The proper way of encoding detection in perl

1.3k views Asked by At

I've got these two strings:

%EC%E0%EC%E0+%EC%FB%EB%E0+%F0%E0%EC%F3
%D0%BC%D0%B0%D0%BC%D0%B0%20%D0%BC%D1%8B%D0%BB%D0%B0%20%D1%80%D0%B0%D0%BC%D1%83

This is a url-encoded phrase in Russian in cp-1251 and utf-8 respectively. I want to see them in Russian in my utf-8 terminal using perl. Unfortunately, perl module Encode::Detect (after url-decoding) can't detect cp-1251 of the first example. Instead, it proposes this: "x-euc-tw".

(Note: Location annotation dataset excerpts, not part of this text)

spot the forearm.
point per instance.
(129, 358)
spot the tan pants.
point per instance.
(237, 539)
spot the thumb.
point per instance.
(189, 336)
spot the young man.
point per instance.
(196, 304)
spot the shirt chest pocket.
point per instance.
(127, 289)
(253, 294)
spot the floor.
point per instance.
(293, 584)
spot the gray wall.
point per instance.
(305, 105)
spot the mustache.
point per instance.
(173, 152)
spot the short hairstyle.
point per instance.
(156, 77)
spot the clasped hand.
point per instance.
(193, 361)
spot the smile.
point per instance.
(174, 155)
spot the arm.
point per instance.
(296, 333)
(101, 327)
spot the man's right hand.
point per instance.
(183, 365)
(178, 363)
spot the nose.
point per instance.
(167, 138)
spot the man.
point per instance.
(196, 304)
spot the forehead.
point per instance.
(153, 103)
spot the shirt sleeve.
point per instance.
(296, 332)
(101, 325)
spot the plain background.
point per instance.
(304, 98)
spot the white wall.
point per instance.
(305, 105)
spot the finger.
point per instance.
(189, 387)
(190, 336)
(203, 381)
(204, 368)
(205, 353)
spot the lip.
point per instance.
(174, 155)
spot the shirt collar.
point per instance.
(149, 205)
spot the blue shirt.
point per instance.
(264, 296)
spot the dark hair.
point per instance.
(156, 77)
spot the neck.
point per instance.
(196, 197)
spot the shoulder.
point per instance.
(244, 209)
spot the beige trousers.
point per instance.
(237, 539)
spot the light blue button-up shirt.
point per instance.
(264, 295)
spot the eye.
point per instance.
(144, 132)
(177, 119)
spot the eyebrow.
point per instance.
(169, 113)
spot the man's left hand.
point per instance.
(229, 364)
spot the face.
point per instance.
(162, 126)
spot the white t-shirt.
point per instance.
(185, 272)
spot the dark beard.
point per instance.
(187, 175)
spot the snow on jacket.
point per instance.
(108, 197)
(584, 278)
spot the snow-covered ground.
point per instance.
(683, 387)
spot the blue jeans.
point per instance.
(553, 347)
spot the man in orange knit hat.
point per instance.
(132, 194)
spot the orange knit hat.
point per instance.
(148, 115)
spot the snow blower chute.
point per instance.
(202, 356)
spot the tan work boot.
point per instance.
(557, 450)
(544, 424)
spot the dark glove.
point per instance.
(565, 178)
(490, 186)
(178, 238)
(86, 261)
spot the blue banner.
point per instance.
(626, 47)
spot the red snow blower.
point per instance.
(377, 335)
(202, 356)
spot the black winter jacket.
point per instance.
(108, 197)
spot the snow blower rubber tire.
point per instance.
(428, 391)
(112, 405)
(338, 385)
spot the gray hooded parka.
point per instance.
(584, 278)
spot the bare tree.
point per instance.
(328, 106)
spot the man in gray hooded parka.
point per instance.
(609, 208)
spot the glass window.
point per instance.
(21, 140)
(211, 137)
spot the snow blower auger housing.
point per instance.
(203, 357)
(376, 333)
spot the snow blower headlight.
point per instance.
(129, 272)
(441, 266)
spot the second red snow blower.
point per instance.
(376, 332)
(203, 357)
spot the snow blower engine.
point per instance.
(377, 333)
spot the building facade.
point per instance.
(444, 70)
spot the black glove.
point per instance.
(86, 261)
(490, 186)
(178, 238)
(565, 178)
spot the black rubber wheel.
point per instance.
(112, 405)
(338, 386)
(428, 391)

The question is, what is the proper way of detecting the right encoding in this case (specifying locale parameters, using other modules...)?

2

There are 2 answers

0
ikegami On BEST ANSWER

Are UTF-8 and cp1251 the only two options? The odds of having cp1251 text that's also valid UTF-8 is extremely tiny. (It would be gibberish.) So you can do

use Encode qw( decode );
my $decoded = eval { decode('UTF-8', $encoded, Encode::FB_CROAK) }
    // decode('cp1251', $encoded);

This will be far far more accurate that an encoding guesser.

1
Joni On

Encode::Detect, which uses the Mozilla universal character set detector, works by letting different character set probers look at the data. The probers then report different confidence levels and the prober with highest confidence wins. This process depends on the input only; it is not affected by locale or other external settings. In this case, for whatever reason, the prober for euc-tw is reporting a higher confidence than the prober for windows-1251, and there's nothing you can do short of changing the data or modifying the source code.

You could try using Encode::Guess which allows specifying a list of encodings to choose from.